I look forward to this all year, but this year I seriously considered not going. A couple of months ago I stalled out three quarters of the way through a revision of a manuscript I hoped to have ready to query long before now. Life intervened, and I chose to let it.

But even though this was a conscious choice, I felt enormous writer guilt. I hadn’t made my personal goals. People knew about my goals. So now I felt like I’d let down tons of people who were rooting for me and believing in me. Many of those people would be in Anaheim.

There’s an aspect to these conferences which echoes school reunions. Each year we get together with people we see only rarely, and catch up with one another. “So, what have you been doing? What are you working on? Oh, you’re published? Awesome! Oh, you never queried? Oh.”

This sense of comparing accomplishments looms especially large this year because I’ll be attending my twenty year high school reunion just four days before the conference. The last week of July 2012 is my double whammy of life goal shame. My fellow classmates are MBAs and MDs and JDs galore. Everyone, it seems, has a host of impressive letters after their names and slews of accomplishments.

My paltry BA and my children are my accomplishments--and all those manuscripts in drawers.

Yeah, I so did not want to go to RWA. The reunion didn’t sound too hot, either.

That’s why I’m going to both.

My number one rule in life? Do the thing that scares me.

Shame will not rule me. So many times in my life I’ve let it get its filthy clutches into my throat, cutting off my air. It’s time to beat that sucker back into the ether.

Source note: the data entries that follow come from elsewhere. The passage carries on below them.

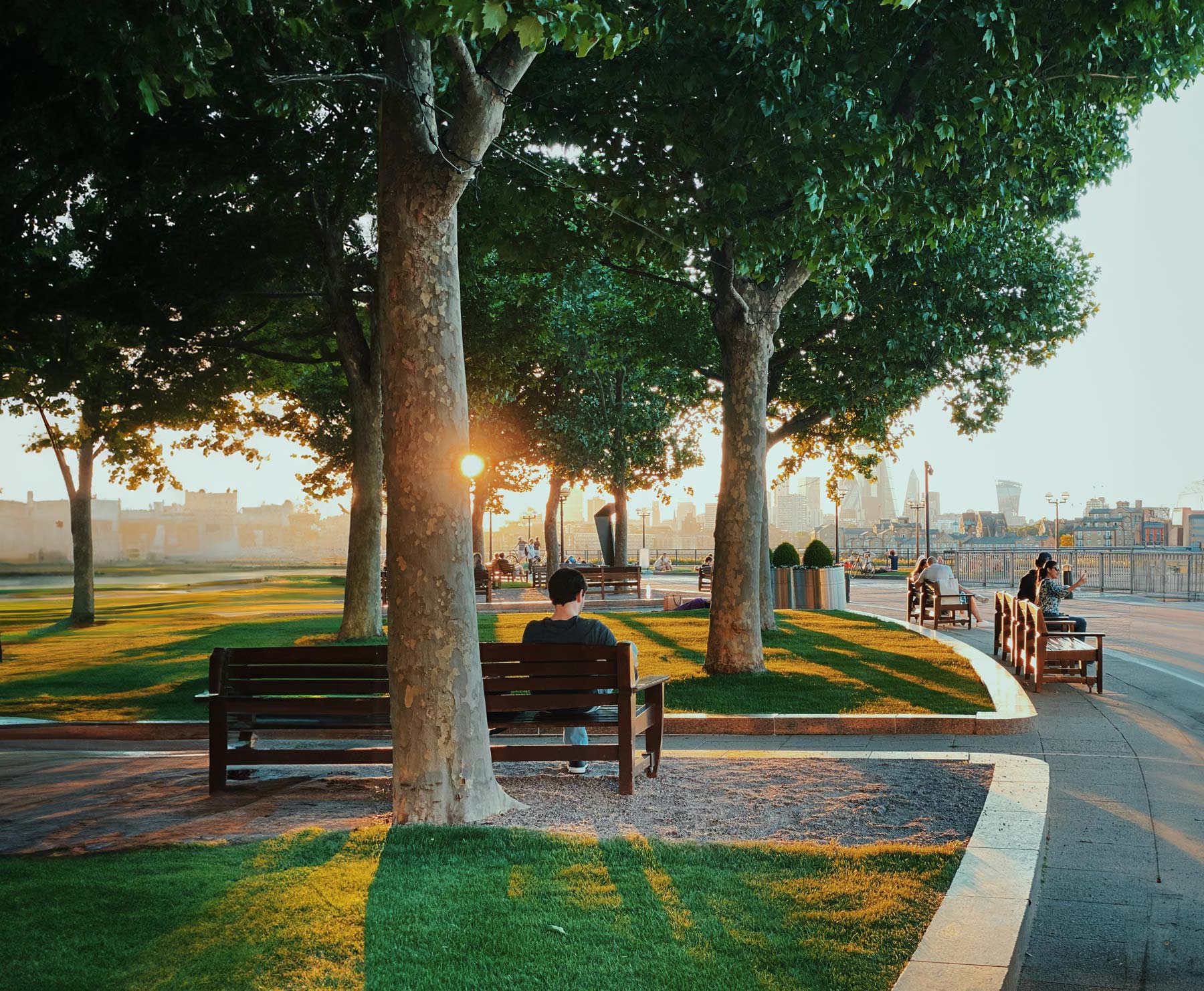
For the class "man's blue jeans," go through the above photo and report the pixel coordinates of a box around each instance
[565,645,640,746]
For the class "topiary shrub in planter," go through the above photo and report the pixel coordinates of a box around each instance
[769,541,798,568]
[803,541,833,568]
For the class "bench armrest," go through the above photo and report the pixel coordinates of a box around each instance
[1037,630,1106,641]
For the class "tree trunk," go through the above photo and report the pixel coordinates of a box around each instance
[704,251,809,674]
[761,491,778,630]
[614,485,627,567]
[325,209,384,641]
[337,361,384,641]
[543,472,565,578]
[69,441,96,626]
[704,312,773,674]
[376,29,533,824]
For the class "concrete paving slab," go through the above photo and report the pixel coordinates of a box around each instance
[1039,867,1153,905]
[1027,934,1129,988]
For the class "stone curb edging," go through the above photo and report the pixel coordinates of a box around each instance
[0,599,1037,740]
[673,750,1050,991]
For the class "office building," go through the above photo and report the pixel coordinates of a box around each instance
[995,478,1023,526]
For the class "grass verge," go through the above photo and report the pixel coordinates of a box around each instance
[0,827,961,991]
[0,576,991,720]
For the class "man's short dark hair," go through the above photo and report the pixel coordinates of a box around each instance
[548,568,585,606]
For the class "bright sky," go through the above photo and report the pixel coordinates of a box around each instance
[0,86,1204,527]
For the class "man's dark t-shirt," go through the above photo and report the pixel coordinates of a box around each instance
[522,617,617,647]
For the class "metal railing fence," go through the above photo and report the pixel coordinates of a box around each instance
[944,547,1204,601]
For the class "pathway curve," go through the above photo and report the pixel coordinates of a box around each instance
[847,580,1204,991]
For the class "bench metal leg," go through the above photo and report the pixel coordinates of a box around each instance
[209,702,227,794]
[644,685,665,778]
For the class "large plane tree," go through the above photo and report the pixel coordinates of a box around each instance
[524,0,1204,673]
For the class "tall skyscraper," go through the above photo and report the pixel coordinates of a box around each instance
[798,474,823,526]
[565,489,585,523]
[995,478,1023,524]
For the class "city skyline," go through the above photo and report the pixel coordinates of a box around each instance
[0,87,1204,519]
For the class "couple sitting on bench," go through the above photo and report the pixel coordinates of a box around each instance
[522,567,639,774]
[906,555,986,626]
[1016,550,1087,633]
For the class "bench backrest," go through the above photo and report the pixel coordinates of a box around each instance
[209,644,389,696]
[480,642,635,711]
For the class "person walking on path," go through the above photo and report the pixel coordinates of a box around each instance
[1016,550,1054,602]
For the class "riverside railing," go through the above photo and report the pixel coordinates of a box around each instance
[942,547,1204,601]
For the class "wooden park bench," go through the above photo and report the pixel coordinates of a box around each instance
[567,565,643,602]
[196,643,668,794]
[1013,600,1104,695]
[920,579,971,630]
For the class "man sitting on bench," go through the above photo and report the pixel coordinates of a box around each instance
[522,568,638,774]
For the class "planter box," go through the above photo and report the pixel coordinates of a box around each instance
[792,567,849,609]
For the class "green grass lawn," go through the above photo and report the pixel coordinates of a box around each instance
[0,576,991,720]
[0,826,961,991]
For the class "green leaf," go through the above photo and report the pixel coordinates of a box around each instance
[480,3,509,33]
[138,76,159,117]
[514,13,543,49]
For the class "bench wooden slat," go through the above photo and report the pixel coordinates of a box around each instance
[480,643,619,668]
[485,691,607,713]
[489,743,620,761]
[224,643,389,665]
[224,696,389,715]
[229,746,393,766]
[480,660,617,678]
[197,643,667,794]
[226,672,389,696]
[483,674,619,692]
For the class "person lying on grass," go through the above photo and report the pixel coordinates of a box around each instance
[522,568,639,774]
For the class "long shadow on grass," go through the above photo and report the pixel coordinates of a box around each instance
[0,617,337,719]
[602,613,707,666]
[607,614,990,714]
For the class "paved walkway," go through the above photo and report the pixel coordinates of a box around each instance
[852,582,1204,991]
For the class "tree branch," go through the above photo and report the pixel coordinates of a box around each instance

No, I won’t be pitching my manuscript this year. What I will be doing is soaking up knowledge, revitalizing my writer spirit, and energizing myself for the time--just a few weeks away--when my kids are back in school and blessed quiet writing time blossoms in the middle of my day.

I’ve seen people beaten down by despair at writer’s conferences. They see success all around them, authoritative gatekeepers guarding the doors to an elite club of the privileged few, and they lose heart.

There’s another way to see that world. Gaze with wide-eyed wonder at the amazing accomplishments of people just like us. We can feel tremendous gratitude for the community of writers and publishing folks who share their knowledge and experience, so the rest of us can learn.

So why spend the money to attend a writer’s conference when I haven’t been writing? It’s an investment in myself. It’s a way to tell myself I haven’t given up on my dreams. It’s like going to a writer’s cathedral and soaking up the beauty of inspiration.

It’s also a hell of a lot of fun. And I seriously need some sparkly new shoes.